Hello All!! We have a requirement like below and ...
# feedback-and-requests
r
Hello All!! We have a requirement like below and could you please help us to understand if the Airbyte is a good fit for our use case for EL of ELT. 1. We have 10,000+ customers and they send the data in CSV, XLSX, CSV/XLSX as email attachment and EDI file formats 2. Each customer sends 100s of files daily in one of the above file formats and around we receive around 100,000 files each day 3. We are evaluating to use Airbyte and File as Source and Postgres as Destination with basic normalization enabled to write to Postgres 4.  We are also evaluating dbt to run on top of the above said basic normalized data to have a common data model as much as possible We ran a basic validation/POC with Airbyte to evaluate to achieve above requirements but we could not close to a solution thus far due to below current issues. Could you please help us by addressing below current challenges: 1. How do we process 100,000 unique files using File(Source) to Postgres(Dest.) connection? 2. Do we need to create 10,000+ Sources/connections as one per each customer? 3. Do we need to create 10,000+ Destinations for Postgres schema's as one per each customer? 4. How do we handle if we receive 100+ files from same customer on a same day(currently we are seeing only one file name can be configured through Source/Destination and Connector i.e. 1:1)? 5. How can we handle the frequent data type and columns(+/-) changes at source with Airbyte? 6. What is the connections limit at Airbyte? 7. Can we able to manage these many sources/destinations and connections? 8. Is there a better way to achieve the above requirement by using Airbyte and bdt? 9. What is the plan/roadmap for accepting the EDI files as File Source? 10. What is the plan/roadmap for accepting the XML files as File Source? 11. Any source connector to read to retrieve the mail attachment for above said files? 12. We have converted EDI file to JSON and sourced it to Airbyte but we could not see the data in tables created in Postgres with basic normalization, any help/video to understand E2E flow?
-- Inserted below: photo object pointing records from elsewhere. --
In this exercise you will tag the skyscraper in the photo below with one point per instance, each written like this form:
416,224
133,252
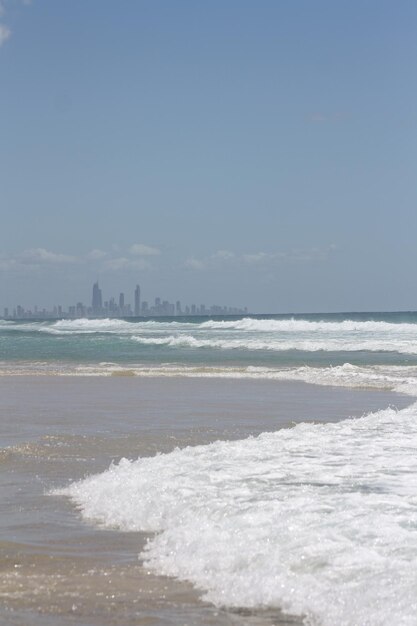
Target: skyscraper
137,301
97,302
Could you please help us with a demo and/or a workshop to know how Airbyte can used to achieve our above requirement. Let us know if we can meet any of the Airbyte Engineers/SMEs to know more to introduce this feature rich trending EL of ELT tool. Thanks in anticipation!! Thanks, Ravi Kottu
u
Hi @Ravi Kottu 1. 2. Our File(Source) connector is currently only able to handle a single file, so you'll have to create one connection per file... Our S3/GCS connector can handle multiple files (using glob patterns) with the same schema so you could try to upload your file to S3 if possible. 3. You can create a single Postgres connection and target different schemas with namespace settings in connection's sync settings 4. Same answer as 1.: S3/GCS source will allow you to sync new files in incremental mode 5. We do not support schema evolution yet 6. There is no virtual limit, properly sizing your Airbyte instance / cluster will be the solution here. 7. Yes 8. Host your source files in a cloud storage (S3/GCS) and perform incremental load + prefix matching to handle multiple file. 9. Feel free to request this file format support on our GitHub repo 10. We have an open GitHub issue for XML support with S3 connector, feel free to subscribe to it to get updates on this topic . 11. We only support structured data format on which a schema can be infered 12. Feel free to open an issue / write a specific message in #troubleshooting so that we can investigate this together We have plenty of resources on our website to help you understand what you can do with Airbyte. Let us know if you have other specific question for which we'll be glad to answer.
g
@[DEPRECATED] Augustin Lafanechere Thank you for answering and appreciate your help. Could you please provide few more details to continue further. 1. How do we process 100,000 unique files using File(Source) to Postgres(Dest.) connection? 2. Do we need to create 10,000+ Sources/connections as one per each customer? 1 & 2. Our File(Source) connector is currently only able to handle a single file, so you’ll have to create one connection per file...  Our S3/GCS connector can handle multiple files (using glob patterns) with the same schema so you could try to upload your file to S3 if possible. — Does this connector also support Azure as like as S3/GCS connector? 4. How do we handle if we receive 100+ files from same customer on a same day(currently we are seeing only one file name can be configured through Source/Destination and Connector i.e. 1:1)? Same answer as 1.: S3/GCS source will allow you to sync new files in incremental mode — Can Azure be used in place of S3/GCS source? — Can DBT be able to track it? 12. We have converted EDI file to JSON and sourced it to Airbyte but we could not see the data in tables created in Postgres with basic normalization, any help/video to understand E2E flow? Feel free to open an issue / write a specific message in #troubleshooting so that we can investigate this together — I will run a test with JSON as a source and post the details in* #troubleshooting* for more updates
u
For 12th question, I am uploading the Log file and the screenshots from Postgres DB. Please have a look at that and let us know to understand the right behaviour.